Wednesday, October 24, 2012

Book Review - Paul Magrs' The Ninnies

The Ninnies by Paul Magrs
Book Provided by Obverse Books
Published by: Obverse Books
Publication Date: April 30th, 2012
Format: Kindle, 172 Pages
Rating: ★★★★★
To Buy
One day Alan's Dad disappears. Everyone, even his Mom, believes Alan's Dad has done a runner. The family's reduced circumstances with a new baby on the way would make anyone do a bunk. Alan knows it isn't true. He saw his dad taken. They where tall with scorched looking skin and drove a black limousine. Then there was the sound of their feet, krunch, krunch, krunch, and their high pitched laugh, hee hee hee. These creatures where the very stuff of nightmares. But why would they want Alan's Dad? He's just a window cleaner, nothing much. More importantly, what are they?
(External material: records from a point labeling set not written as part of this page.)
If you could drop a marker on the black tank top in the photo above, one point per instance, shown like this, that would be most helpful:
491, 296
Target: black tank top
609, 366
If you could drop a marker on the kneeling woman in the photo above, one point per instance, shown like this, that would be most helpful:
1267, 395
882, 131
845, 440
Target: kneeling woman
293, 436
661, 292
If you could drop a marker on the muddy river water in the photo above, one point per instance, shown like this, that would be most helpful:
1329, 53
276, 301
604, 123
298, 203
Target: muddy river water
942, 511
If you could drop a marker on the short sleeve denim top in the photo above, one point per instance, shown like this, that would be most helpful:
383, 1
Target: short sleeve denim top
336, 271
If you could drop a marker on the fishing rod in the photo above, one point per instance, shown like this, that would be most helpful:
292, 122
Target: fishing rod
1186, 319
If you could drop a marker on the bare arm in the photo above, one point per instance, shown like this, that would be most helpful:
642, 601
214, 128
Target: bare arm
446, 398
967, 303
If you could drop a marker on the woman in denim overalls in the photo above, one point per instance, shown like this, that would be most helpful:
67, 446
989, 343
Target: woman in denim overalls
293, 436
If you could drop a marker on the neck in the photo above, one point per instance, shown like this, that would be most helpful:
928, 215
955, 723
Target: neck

Soon there are more disappearances in town. The police aren't taking an interest, but Alan knows it's the same creatures. In the flat above Alan's are two oldsters, a brother and sister, who, despite their advancing years, are quite sprightly, and noisy, and are driving Alan's mom insane with their disco music. When Alan finally gets to know Bunty and Marlton, he finds out that they have had dealings with these creatures and they know what they are, they are Ninnies.

No one quite knows what a Ninny is or what a Ninny wants. They are scary, shadowy creatures. They might be from space, or a different dimension, or straight out of our nightmares. They could explain the unexplainable, they might be the fairies and trolls of legend, they could be the spacemen people claim to see, they could be all of this and none of this, but disappearances are the first sign that they have arrived. The second sign is mutilation of animals. This soon occurs at the Bonnitime Zoo which is run by Twitsy Nesbit, a friend of Bunty and Marlton's. The final sign is people being addicted to some savory treat... very soon there is a new brand of crisps on the mark, Krispies, with strange names like "Zebra and Artichoke." Alan finds out about the crisps from his classmate Amy who works at her families store. Alan quickly becomes addicted. Even once he knows they are from the evil creatures that took his Dad, he can't stop himself. The Ninnies meanwhile can't leave Alan and his friends alone. Tapping on windows late and night, their menacing hee hee hee's coming out of the shadows. Something will have to be done about them... after one more bag of Krispies.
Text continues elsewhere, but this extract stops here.